If this is your first trip to the Yucatan and you are an archaeology/history/sociology buff you need to read up on the Maya before you travel. A good place to start is The Ancient Maya, 6th Edition and/or The Maya (Eighth Edition) (Ancient Peoples and Places).
Some guide books have fairly decent but short descriptions of Mayan culture and sites that at least provide better information than what you are going to get from your average tour guide at the site. Unlike the thick, standard guide, this particular guide by Frommer provides only outlines and brief descriptions because that is what it sets out to do. It tells you what's important and how to get there and what to do along the way.
The Yucatan is not just archaeology sites. It has amazing beaches and reefs and underground lake-filled caves, jungles and ecotourism sites. There is something to interest almost everybody. I was traveling with a fairly diverse and opinionated small group who had all visited the Yucatan before. One liked beaches, another scuba, another eco-sites. We all used this guide and were easily able to strategize what we were going to do each day without getting bogged down in confusing details and we never got lost. The Yucatan is broken down into three day, one and two week car tours to pick and choose from. All sensible and manageable and worthwhile.
This guide has excellent maps. Additionally, there is a fold out map on the front cover and a removable larger map in a plastic pocket at the back.
Nothing appears to be left out. There are chapters on ecotourism, underwater and extreme sports, traveling with families, golf, spas, pre-Colombian sites and culture, regional touring, cities and towns and where to stay and dine in each area. The dining suggestions were good to excellent. Nothing too touristy nor too dangerously "native" either.

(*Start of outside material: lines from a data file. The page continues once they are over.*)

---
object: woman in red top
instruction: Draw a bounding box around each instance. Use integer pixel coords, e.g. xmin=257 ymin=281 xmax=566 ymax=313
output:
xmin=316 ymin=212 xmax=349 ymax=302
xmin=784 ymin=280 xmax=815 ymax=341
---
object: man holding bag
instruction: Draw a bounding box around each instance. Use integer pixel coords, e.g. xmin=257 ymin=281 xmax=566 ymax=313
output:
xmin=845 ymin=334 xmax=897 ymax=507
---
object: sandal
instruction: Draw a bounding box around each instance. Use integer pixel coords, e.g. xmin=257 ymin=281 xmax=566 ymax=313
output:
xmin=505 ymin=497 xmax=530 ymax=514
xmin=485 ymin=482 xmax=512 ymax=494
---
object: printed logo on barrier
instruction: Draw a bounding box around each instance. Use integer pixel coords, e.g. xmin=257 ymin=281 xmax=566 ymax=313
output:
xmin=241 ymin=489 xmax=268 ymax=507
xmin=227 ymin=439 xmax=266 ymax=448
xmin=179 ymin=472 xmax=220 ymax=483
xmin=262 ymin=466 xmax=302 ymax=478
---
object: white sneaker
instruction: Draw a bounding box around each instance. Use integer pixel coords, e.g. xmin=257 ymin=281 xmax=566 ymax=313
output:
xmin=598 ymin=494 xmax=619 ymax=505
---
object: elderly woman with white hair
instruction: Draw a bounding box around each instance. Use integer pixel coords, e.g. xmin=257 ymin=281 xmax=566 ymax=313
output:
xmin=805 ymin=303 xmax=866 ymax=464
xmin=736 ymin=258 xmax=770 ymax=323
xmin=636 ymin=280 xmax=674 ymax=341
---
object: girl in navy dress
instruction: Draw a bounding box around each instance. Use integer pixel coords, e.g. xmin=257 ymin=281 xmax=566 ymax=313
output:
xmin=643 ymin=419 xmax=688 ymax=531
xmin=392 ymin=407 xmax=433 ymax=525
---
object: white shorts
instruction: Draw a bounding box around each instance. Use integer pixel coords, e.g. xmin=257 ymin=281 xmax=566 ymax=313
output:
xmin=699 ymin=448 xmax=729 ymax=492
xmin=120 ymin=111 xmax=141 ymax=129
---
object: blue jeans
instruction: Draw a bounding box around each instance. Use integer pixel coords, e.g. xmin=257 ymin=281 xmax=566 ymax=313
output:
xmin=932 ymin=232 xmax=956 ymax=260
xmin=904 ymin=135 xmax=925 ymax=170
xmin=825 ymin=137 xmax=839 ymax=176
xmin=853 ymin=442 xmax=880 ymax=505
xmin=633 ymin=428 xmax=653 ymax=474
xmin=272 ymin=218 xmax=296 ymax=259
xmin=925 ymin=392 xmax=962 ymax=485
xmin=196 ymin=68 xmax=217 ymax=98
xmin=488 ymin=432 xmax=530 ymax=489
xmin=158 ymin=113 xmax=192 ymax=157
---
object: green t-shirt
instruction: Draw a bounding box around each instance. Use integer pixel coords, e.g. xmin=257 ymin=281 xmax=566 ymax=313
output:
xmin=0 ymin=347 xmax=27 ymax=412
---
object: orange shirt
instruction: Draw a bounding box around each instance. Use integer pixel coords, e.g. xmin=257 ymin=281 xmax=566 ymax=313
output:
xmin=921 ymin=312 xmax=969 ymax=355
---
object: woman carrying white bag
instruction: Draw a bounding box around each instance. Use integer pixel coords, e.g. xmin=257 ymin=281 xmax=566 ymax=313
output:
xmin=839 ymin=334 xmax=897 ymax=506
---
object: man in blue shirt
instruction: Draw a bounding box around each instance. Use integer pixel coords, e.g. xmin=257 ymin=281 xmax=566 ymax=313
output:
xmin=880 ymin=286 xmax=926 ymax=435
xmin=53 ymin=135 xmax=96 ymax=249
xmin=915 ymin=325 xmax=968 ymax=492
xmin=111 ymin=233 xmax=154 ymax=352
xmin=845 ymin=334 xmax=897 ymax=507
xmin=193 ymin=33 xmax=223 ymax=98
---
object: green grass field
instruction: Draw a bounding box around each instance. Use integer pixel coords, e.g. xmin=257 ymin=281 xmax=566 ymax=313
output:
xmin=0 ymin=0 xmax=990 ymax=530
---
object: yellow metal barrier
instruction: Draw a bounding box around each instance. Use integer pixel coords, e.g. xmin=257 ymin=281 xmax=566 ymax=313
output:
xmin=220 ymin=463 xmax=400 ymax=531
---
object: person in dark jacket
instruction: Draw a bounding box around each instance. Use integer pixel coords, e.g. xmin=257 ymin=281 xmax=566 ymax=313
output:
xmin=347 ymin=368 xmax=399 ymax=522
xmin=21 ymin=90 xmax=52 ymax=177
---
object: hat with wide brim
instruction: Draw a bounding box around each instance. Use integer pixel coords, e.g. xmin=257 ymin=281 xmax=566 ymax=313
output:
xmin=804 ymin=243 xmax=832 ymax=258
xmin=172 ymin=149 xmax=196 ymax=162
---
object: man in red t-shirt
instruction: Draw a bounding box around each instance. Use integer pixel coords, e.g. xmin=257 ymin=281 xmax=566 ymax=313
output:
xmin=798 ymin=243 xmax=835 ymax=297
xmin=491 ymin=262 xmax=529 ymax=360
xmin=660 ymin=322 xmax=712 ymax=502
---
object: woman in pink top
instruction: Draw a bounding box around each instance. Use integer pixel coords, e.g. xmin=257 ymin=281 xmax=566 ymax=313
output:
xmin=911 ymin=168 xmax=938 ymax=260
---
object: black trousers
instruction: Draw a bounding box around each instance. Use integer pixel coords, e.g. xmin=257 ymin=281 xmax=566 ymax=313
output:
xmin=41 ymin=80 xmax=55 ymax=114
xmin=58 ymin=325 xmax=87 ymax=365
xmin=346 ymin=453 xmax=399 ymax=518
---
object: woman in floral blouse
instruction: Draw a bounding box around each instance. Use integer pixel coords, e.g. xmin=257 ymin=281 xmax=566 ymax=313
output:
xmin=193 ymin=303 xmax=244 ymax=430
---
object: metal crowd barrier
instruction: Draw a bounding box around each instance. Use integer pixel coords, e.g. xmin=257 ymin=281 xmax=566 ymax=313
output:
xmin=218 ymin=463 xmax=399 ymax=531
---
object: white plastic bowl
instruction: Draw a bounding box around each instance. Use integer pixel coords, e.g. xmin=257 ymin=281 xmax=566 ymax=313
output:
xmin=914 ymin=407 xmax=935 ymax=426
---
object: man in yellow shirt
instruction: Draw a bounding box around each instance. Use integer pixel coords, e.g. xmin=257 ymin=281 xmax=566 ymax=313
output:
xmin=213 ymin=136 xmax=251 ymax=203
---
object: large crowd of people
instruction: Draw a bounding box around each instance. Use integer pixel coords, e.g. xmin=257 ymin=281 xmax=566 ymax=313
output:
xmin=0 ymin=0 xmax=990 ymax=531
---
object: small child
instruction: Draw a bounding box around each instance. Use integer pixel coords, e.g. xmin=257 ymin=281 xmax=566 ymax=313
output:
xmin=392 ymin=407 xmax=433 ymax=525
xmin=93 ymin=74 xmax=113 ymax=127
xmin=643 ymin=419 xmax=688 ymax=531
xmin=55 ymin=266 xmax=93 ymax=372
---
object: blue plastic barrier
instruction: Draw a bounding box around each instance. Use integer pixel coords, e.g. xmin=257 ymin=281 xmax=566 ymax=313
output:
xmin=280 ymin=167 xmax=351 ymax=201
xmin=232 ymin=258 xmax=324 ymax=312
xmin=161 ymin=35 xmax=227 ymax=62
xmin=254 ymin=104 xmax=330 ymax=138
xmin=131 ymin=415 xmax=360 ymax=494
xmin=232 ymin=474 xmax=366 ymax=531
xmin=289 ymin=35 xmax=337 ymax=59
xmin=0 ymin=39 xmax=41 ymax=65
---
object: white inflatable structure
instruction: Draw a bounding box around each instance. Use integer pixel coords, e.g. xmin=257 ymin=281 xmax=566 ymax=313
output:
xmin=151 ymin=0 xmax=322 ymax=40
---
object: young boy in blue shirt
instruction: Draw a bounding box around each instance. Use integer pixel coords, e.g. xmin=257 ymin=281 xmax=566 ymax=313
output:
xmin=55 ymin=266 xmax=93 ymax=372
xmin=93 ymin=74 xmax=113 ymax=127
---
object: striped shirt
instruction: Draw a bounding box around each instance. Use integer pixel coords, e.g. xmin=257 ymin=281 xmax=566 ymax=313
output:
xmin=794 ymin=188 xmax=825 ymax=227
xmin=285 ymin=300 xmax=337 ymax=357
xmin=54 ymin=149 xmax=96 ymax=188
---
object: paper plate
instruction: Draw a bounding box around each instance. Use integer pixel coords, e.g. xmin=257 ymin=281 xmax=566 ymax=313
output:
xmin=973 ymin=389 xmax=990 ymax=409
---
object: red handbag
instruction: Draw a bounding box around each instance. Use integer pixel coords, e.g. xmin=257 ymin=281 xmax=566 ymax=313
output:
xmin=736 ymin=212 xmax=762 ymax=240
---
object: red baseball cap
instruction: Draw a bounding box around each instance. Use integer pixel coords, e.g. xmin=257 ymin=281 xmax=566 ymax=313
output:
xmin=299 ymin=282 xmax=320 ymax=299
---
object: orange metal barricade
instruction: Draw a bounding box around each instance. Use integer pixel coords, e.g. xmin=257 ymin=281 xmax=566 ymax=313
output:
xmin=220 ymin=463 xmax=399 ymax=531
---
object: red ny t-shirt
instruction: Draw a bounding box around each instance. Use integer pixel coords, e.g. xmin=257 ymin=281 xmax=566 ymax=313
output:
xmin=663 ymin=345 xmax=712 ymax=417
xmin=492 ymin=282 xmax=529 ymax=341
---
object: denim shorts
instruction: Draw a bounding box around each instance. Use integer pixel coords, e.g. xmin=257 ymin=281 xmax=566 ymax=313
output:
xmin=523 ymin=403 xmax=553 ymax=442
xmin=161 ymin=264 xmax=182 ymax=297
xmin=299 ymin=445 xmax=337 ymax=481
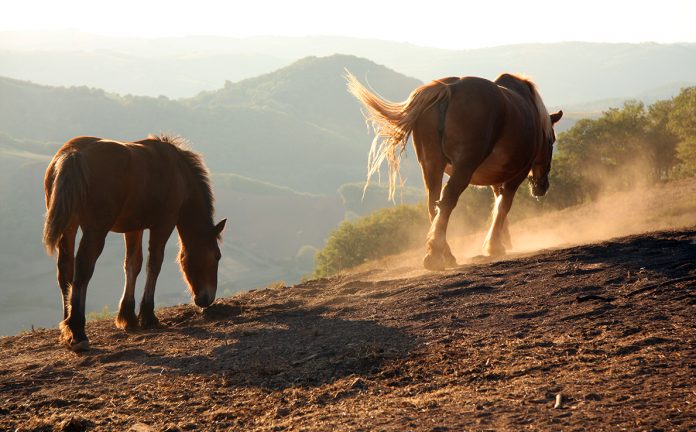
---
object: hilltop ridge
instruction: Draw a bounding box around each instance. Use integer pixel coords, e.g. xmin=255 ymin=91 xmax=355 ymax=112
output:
xmin=0 ymin=227 xmax=696 ymax=431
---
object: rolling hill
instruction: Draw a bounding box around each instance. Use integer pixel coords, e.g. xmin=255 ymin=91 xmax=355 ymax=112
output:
xmin=0 ymin=56 xmax=419 ymax=334
xmin=0 ymin=56 xmax=419 ymax=194
xmin=0 ymin=32 xmax=696 ymax=106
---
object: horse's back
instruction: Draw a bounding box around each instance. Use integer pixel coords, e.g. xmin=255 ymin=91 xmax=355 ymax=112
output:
xmin=46 ymin=137 xmax=183 ymax=232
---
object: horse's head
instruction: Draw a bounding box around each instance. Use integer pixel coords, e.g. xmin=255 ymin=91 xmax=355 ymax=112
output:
xmin=528 ymin=111 xmax=563 ymax=197
xmin=179 ymin=219 xmax=227 ymax=307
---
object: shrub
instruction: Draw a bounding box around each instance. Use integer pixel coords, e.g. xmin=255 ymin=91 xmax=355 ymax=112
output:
xmin=313 ymin=204 xmax=428 ymax=277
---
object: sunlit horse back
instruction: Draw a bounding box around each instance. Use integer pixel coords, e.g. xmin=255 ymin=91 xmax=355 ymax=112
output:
xmin=346 ymin=73 xmax=563 ymax=270
xmin=44 ymin=136 xmax=225 ymax=351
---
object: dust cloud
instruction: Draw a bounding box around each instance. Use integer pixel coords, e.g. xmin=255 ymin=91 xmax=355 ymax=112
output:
xmin=457 ymin=178 xmax=696 ymax=257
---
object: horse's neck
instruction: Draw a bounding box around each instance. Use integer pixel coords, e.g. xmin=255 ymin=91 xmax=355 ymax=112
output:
xmin=176 ymin=191 xmax=212 ymax=242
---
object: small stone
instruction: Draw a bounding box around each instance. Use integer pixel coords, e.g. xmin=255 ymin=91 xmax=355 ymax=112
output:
xmin=553 ymin=393 xmax=563 ymax=409
xmin=350 ymin=378 xmax=367 ymax=390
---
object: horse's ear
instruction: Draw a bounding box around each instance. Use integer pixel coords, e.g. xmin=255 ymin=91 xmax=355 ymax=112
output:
xmin=550 ymin=111 xmax=563 ymax=124
xmin=215 ymin=218 xmax=227 ymax=237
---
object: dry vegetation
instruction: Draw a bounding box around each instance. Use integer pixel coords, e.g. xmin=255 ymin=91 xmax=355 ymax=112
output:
xmin=0 ymin=227 xmax=696 ymax=431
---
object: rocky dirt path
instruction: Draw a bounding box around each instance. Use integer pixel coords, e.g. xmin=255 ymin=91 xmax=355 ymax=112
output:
xmin=0 ymin=228 xmax=696 ymax=431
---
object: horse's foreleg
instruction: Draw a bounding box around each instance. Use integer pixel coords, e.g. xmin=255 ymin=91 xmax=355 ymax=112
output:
xmin=114 ymin=230 xmax=143 ymax=330
xmin=483 ymin=184 xmax=519 ymax=256
xmin=138 ymin=225 xmax=174 ymax=328
xmin=60 ymin=230 xmax=107 ymax=352
xmin=423 ymin=168 xmax=471 ymax=270
xmin=58 ymin=226 xmax=77 ymax=319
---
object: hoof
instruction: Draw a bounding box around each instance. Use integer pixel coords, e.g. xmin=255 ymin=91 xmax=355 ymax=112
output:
xmin=138 ymin=314 xmax=162 ymax=329
xmin=114 ymin=315 xmax=139 ymax=331
xmin=423 ymin=254 xmax=445 ymax=271
xmin=58 ymin=320 xmax=89 ymax=352
xmin=445 ymin=253 xmax=459 ymax=267
xmin=68 ymin=339 xmax=89 ymax=353
xmin=483 ymin=244 xmax=505 ymax=257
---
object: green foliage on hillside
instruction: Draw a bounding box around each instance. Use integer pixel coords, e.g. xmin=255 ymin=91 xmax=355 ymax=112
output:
xmin=313 ymin=205 xmax=428 ymax=277
xmin=667 ymin=87 xmax=696 ymax=177
xmin=551 ymin=87 xmax=696 ymax=202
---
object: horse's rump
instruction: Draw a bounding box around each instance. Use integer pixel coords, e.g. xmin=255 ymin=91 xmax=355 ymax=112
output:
xmin=43 ymin=151 xmax=89 ymax=255
xmin=346 ymin=72 xmax=451 ymax=200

My favorite part of this guide is that it starts with "16 Favorite Moments", a list of the the author's favorite things to do. Yes, I can enthusiastically say that "#1 Standing above the azure sea at the ruins of Tulum" is one of my favorite moments as well. While I didn't accomplish all 16, I found what I did experience on the list almost entirely worthwhile. The last suggestion, #16, to eat at Oscar y Lalo's at Playa Soliman was an excellent dining suggestion even though the restaurant had moved to a less awe inspiring spot evidently after the guide had gone to press. This explains the four instead of five star rating.